After avoiding bankruptcy at the bottom of the 2022 bear market, the online used car dealer stock has gained 700% over the last three years, and is up even more from its bottom. Worth noting: At the depths of that decline, it was down more than 98% from its peak.
However, Carvana cut costs, restructured its debt, scaled back on its inventory and aggressive growth tactics, and rightsized the business.
Now, its revenue growth has steadily improved since its nadir in Q1 2023, clocking 55% growth in 2025's third quarter to $5.65 billion, a new quarterly record for the company and crushing the analysts' consensus estimate of $5.1 billion. On the bottom line, adjusted earnings before interest, taxes, depreciation, and amortization (EBITDA) rose 45% to $429 million, and GAAP (generally accepted accounting principles) net income rose 78% to $263 million, or $1.03 per share. With adjustments for a decline in value of its Root warrants, earnings per share were $1.50, ahead of the $1.32 consensus estimate.

NYSE: CVNA
Key Data Points
Despite the strong results, Carvana's stock actually pulled back on the report due to more general fears about rising auto loan delinquencies, narrowing margins, and guidance that could indicate a sequential decline in retail unit sales. Management called for retail unit sales of at least 150,000 in the fourth quarter, which would be down from 155,941 in the third quarter. However, the fourth quarter is typically the weakest seasonally for vehicle sales.
The stock finished down 14% Thursday on the news.
Image source: Carvana.
This looks like more of a buying opportunity than a warning sign
Carvana's stock is expensive today -- it set new highs again earlier this fall -- but a premium makes sense for a stock that just posted revenue growth of 55%, and for a company that's disrupting the used car market in pursuit of its share of an addressable market that is valued at close to $1 trillion. Carvana is aiming to sell 3 million vehicles in the next five to 10 years and to earn an adjusted EBITDA margin of 13.5%.

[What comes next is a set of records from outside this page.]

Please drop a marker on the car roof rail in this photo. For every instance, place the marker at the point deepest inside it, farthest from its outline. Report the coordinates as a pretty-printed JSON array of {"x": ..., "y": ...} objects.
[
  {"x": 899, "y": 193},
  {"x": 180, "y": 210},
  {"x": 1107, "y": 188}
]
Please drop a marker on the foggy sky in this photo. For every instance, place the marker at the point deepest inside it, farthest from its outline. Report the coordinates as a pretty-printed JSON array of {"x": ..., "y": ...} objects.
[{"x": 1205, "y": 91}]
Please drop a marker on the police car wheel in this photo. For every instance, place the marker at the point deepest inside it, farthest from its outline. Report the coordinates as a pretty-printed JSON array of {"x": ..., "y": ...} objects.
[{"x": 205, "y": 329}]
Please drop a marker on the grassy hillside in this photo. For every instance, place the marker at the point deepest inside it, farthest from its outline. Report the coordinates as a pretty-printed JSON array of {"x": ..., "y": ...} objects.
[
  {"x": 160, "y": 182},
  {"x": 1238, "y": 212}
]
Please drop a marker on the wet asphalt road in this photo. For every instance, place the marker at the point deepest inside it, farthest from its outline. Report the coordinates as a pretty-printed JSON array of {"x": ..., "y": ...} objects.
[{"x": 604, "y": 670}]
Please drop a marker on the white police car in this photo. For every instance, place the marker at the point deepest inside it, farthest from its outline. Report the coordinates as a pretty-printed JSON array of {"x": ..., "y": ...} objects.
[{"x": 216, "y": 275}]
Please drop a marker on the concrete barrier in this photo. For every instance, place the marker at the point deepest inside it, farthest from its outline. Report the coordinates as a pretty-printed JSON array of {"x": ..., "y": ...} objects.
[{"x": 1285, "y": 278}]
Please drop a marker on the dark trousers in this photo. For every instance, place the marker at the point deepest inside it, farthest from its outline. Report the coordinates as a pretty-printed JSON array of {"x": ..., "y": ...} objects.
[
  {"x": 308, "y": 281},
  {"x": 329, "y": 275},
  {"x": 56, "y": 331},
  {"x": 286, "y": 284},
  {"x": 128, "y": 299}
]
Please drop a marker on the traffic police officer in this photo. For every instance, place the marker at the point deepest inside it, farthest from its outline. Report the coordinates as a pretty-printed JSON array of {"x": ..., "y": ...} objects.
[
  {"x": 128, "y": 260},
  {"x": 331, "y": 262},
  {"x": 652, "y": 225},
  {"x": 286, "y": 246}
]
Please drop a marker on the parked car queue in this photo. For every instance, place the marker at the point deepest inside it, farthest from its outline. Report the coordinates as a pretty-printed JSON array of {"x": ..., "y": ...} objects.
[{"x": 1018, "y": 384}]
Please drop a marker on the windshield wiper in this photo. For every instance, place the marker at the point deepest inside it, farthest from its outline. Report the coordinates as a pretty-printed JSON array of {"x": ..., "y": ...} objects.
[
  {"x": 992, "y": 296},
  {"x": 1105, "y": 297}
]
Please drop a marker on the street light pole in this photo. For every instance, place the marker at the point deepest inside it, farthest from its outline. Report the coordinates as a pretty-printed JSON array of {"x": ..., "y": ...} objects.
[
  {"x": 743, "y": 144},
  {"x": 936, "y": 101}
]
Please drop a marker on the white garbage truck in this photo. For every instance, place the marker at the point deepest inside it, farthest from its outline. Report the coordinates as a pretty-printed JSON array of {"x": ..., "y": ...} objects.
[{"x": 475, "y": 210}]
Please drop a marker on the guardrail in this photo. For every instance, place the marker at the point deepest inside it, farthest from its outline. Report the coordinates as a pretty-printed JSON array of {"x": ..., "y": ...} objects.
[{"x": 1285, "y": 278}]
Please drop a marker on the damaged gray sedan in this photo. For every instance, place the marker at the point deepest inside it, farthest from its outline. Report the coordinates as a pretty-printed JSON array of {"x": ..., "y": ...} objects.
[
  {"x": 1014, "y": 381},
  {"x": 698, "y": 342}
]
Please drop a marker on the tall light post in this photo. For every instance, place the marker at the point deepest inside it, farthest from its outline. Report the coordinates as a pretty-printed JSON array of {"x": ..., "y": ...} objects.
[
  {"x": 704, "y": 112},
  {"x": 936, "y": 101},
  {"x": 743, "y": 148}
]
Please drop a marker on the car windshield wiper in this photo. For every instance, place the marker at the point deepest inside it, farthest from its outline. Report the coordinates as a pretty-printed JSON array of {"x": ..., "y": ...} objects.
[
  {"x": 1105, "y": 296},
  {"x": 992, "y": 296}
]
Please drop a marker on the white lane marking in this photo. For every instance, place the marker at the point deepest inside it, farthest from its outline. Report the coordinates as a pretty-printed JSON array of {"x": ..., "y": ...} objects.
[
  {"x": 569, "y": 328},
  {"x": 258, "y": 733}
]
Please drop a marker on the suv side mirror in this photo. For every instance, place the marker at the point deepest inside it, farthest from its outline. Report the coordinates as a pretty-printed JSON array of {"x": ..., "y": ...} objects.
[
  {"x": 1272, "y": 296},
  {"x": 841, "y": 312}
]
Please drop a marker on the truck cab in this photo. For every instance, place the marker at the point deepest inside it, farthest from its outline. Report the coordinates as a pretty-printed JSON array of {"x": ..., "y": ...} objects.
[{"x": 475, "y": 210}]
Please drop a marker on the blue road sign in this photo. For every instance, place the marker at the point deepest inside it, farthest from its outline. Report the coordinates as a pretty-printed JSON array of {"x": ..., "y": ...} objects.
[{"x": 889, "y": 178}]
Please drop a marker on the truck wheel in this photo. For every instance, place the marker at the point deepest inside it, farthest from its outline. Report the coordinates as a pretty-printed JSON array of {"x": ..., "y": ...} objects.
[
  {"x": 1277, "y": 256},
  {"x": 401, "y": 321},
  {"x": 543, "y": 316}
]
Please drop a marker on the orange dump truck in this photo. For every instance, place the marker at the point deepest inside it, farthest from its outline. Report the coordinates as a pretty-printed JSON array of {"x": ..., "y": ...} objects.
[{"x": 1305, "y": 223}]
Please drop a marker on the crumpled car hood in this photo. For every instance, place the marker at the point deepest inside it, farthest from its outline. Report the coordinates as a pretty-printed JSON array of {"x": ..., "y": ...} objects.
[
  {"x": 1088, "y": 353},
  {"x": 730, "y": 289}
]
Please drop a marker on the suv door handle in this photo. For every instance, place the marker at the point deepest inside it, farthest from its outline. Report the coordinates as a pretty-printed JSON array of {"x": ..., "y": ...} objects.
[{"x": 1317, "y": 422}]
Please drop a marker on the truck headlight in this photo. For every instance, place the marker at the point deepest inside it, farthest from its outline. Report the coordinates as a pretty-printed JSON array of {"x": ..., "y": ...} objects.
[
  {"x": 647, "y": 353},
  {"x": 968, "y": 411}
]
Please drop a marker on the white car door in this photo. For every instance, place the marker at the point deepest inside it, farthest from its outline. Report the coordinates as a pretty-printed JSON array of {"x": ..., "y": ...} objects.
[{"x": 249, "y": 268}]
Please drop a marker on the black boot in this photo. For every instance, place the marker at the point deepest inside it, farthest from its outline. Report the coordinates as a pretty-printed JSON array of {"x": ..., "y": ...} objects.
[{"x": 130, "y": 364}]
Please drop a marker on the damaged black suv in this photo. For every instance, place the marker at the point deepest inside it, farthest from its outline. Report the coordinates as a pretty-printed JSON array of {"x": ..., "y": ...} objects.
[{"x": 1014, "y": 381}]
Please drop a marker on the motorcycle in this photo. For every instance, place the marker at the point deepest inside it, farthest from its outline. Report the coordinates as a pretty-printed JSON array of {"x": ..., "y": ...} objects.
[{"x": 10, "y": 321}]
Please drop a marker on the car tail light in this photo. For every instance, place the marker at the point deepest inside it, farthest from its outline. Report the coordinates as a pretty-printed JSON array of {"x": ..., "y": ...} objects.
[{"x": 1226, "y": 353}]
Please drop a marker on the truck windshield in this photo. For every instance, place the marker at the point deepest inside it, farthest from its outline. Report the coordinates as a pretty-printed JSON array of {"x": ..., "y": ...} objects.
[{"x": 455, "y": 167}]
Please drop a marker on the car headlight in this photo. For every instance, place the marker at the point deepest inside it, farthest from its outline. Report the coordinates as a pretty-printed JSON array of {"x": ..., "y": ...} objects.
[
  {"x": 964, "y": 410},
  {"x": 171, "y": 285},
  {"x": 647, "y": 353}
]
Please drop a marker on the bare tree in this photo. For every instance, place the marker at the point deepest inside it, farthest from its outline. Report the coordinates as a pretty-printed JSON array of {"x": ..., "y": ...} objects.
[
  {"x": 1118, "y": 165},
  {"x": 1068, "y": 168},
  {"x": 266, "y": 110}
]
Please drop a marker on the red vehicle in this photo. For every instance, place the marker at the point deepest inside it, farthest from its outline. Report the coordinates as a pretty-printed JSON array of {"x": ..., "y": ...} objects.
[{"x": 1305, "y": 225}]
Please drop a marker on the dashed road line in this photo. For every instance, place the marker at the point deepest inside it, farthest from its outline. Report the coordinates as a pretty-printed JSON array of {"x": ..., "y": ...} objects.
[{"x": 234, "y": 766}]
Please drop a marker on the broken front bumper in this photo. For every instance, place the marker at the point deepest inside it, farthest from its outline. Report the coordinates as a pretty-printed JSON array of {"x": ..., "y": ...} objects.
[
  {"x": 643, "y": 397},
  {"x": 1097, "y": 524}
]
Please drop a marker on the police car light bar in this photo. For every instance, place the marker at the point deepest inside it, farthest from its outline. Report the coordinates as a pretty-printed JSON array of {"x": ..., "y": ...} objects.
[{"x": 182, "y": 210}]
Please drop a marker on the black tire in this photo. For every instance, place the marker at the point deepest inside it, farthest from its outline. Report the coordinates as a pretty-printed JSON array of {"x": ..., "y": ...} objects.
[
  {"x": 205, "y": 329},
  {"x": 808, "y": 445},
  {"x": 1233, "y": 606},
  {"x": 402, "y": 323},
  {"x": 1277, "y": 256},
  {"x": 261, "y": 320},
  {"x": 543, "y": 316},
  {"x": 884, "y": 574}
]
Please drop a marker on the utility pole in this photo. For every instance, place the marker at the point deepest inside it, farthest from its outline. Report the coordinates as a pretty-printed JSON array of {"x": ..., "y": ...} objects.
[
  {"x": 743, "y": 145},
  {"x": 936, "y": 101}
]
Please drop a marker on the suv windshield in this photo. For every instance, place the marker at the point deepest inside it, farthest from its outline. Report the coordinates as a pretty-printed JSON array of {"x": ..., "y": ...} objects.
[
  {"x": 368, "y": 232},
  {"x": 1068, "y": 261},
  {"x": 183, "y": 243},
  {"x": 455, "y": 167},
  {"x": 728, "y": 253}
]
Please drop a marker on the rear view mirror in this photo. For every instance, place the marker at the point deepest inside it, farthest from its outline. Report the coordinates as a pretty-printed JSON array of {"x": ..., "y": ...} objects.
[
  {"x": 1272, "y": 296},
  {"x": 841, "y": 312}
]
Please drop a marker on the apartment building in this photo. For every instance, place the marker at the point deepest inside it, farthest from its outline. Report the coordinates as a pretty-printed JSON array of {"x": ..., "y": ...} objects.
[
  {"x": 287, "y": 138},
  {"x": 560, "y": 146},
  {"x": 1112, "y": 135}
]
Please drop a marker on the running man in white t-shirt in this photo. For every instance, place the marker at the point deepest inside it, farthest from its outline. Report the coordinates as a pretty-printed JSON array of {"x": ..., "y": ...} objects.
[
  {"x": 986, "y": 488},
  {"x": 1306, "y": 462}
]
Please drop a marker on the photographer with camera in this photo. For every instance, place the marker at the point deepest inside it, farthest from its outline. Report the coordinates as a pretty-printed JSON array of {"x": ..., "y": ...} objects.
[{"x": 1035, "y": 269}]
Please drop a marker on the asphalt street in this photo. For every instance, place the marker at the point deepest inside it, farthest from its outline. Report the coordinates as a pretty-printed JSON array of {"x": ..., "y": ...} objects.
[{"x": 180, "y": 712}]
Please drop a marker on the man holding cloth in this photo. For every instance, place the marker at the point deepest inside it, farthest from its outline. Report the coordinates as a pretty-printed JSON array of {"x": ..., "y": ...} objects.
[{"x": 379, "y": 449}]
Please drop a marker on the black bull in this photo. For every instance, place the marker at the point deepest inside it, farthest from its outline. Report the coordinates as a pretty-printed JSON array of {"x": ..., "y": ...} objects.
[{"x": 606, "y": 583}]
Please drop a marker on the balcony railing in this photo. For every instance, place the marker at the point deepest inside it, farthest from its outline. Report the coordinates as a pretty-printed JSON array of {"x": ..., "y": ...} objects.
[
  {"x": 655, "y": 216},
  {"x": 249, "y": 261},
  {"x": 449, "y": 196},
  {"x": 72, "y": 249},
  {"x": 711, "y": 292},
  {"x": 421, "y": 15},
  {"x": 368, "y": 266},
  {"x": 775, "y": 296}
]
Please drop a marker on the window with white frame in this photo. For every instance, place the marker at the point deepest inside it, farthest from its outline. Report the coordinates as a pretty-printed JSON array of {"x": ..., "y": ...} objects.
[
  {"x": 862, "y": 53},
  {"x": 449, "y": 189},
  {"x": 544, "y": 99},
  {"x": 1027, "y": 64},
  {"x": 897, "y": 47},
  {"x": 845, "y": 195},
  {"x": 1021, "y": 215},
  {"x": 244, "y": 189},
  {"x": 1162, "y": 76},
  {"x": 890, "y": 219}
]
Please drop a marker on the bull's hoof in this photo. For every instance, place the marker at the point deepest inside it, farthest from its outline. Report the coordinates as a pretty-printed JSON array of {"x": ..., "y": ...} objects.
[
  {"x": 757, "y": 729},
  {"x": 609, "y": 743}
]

While the third-quarter results weren't perfect, they were still strong. Narrowing margins aren't a warning sign on their own, and they seem to be a result of changes in depreciation from quarter to quarter. Meanwhile, lower interest rates should benefit the company as well.
Two bankruptcies in the auto industry have rattled investors, but Carvana's balance sheet looks solid with $2.1 billion in cash. A wave of car loan delinquencies could even favor Carvana, as it could put smaller and less nimble competitors out of business.
The stock is likely to remain volatile, but the long-term picture still looks strong for Carvana, whatever happens in the industry in the coming months.